I know the height and width of the rectangle (but this can change during runtime).

I have X number of tiles (this can change at run time), these are squares.

None of the tiles should overlap, what is the maximum size that each tile can be. They are all to be the same size.

Answer 1

Conceptually:

• start with 1 square
• For each additional square, if you don't have room in your grid box so far, shrink the existing box just enough to make room for an additional row or column.

pseudocode: given M x N rectangle to fill with K squares

// initial candidate grid within the rectangle
h=1
w=1
maxsquares=1
size=min(M,N) //size of the squares
while K > maxsquares
  if M/(h+1) >= N/(w+1)
    h=h+1
  else
    w=w+1
  endif
  maxsquares=h*w
  size=min(M/h,N/w)
done
print size

There are probably faster ways to jump to the answer for very large K, but I can't think of them. If you know that M and N are integers, there may be even faster methods.

Answer 2

Here is an O(1) solution with no loops.

Using the aspect ratio (height/width) of the rectangle, you can come up with an initial guess at the number of tiles in the x and y directions. This gives an upper and lower bound for the total number of tiles: between xy and (x+1)(y+1).

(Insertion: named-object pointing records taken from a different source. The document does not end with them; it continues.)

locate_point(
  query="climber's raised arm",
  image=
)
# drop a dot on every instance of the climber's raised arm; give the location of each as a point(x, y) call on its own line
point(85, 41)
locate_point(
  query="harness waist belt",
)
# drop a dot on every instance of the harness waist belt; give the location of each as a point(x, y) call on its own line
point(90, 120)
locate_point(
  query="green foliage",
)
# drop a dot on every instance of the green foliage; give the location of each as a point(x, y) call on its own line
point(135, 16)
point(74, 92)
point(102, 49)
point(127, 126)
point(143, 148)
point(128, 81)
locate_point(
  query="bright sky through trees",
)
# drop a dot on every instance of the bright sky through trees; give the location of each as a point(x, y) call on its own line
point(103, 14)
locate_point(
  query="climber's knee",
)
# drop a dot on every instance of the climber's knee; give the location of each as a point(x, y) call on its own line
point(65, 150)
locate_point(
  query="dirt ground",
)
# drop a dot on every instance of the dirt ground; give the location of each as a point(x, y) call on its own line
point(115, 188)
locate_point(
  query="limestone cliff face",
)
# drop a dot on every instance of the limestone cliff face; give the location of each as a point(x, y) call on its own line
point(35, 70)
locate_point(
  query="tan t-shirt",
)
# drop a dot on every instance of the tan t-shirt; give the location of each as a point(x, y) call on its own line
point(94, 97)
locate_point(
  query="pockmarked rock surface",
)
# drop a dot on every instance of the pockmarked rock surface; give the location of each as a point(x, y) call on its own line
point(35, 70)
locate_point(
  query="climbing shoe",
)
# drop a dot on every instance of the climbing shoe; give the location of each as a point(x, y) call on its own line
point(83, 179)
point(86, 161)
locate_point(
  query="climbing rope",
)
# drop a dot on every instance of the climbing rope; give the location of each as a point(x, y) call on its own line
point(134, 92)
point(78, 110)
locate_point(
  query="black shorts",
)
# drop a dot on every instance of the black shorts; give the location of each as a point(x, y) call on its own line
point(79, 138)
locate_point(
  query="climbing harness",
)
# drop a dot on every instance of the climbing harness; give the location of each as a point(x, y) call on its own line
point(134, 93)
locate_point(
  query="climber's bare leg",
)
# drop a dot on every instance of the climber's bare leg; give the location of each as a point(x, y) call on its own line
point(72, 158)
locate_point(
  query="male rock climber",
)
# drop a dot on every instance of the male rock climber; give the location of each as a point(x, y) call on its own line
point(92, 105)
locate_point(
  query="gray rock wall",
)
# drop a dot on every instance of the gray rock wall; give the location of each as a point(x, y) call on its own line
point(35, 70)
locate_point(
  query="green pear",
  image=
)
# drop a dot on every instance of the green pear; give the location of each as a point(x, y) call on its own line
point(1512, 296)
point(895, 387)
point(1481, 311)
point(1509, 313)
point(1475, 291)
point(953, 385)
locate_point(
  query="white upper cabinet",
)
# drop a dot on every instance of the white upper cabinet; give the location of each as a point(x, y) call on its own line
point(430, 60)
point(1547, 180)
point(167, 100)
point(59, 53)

Based on these bounds, there are three possibilities:

1. The lower bound is correct. Compute the largest tileSize that will result in xy tiles.
2. The upper bound is correct. Compute the largest tileSize that will result in (x+1)(y+1) tiles
3. The correct answer lies somewhere between the upper and lower bounds. Solve an equation to determine the correct values of x and y, and then compute the largest tileSize that will result in the correct number of tiles

int GetTileSize(int width, int height, int tileCount)
{
    // quick bailout for invalid input
    if (width*height < tileCount) { return 0; }

    // come up with an initial guess
    double aspect = (double)height/width;
    double xf = sqrtf(tileCount/aspect);
    double yf = xf*aspect;
    int x = max(1.0, floor(xf));
    int y = max(1.0, floor(yf));
    int x_size = floor((double)width/x);
    int y_size = floor((double)height/y);
    int tileSize = min(x_size, y_size);

    // test our guess:
    x = floor((double)width/tileSize);
    y = floor((double)height/tileSize);
    if (x*y < tileCount) // we guessed too high
    {
        if (((x+1)*y < tileCount) && (x*(y+1) < tileCount))
        {
            // case 2: the upper bound is correct
            //         compute the tileSize that will
            //         result in (x+1)*(y+1) tiles
            x_size = floor((double)width/(x+1));
            y_size = floor((double)height/(y+1));
            tileSize = min(x_size, y_size);
        }
        else
        {
            // case 3: solve an equation to determine
            //         the final x and y dimensions
            //         and then compute the tileSize
            //         that results in those dimensions
            int test_x = ceil((double)tileCount/y);
            int test_y = ceil((double)tileCount/x);
            x_size = min(floor((double)width/test_x), floor((double)height/y));
            y_size = min(floor((double)width/x), floor((double)height/test_y));
            tileSize = max(x_size, y_size);
        }
    }

    return tileSize;
}

I have tested this function for all integer widths, heights and tileCounts between 1 and 1000 using the following code:

for (width = 1 to 1000)
{
    for (height = 1 to 1000)
    {
        for (tileCount = 1 to 1000)
        {
            tileSize = GetTileSize(width, height, tileCount);

            // verify that increasing the tileSize by one
            // will result in too few tiles
            x = floor((double)width/(tileSize+1));
            y = floor((double)height/(tileSize+1));
            assert(x*y < tileCount);

            // verify that the computed tileSize actually
            // results in the correct tileCount
            if (tileSize > 0)
            {
                x = floor((double)width/tileSize);
                y = floor((double)height/tileSize);
                assert(x*y >= tileCount);
            }
        }
    }
}

Answer 3

This is a packing problem. Optimal solutions are hard to find. See for example Packing N squares in a square.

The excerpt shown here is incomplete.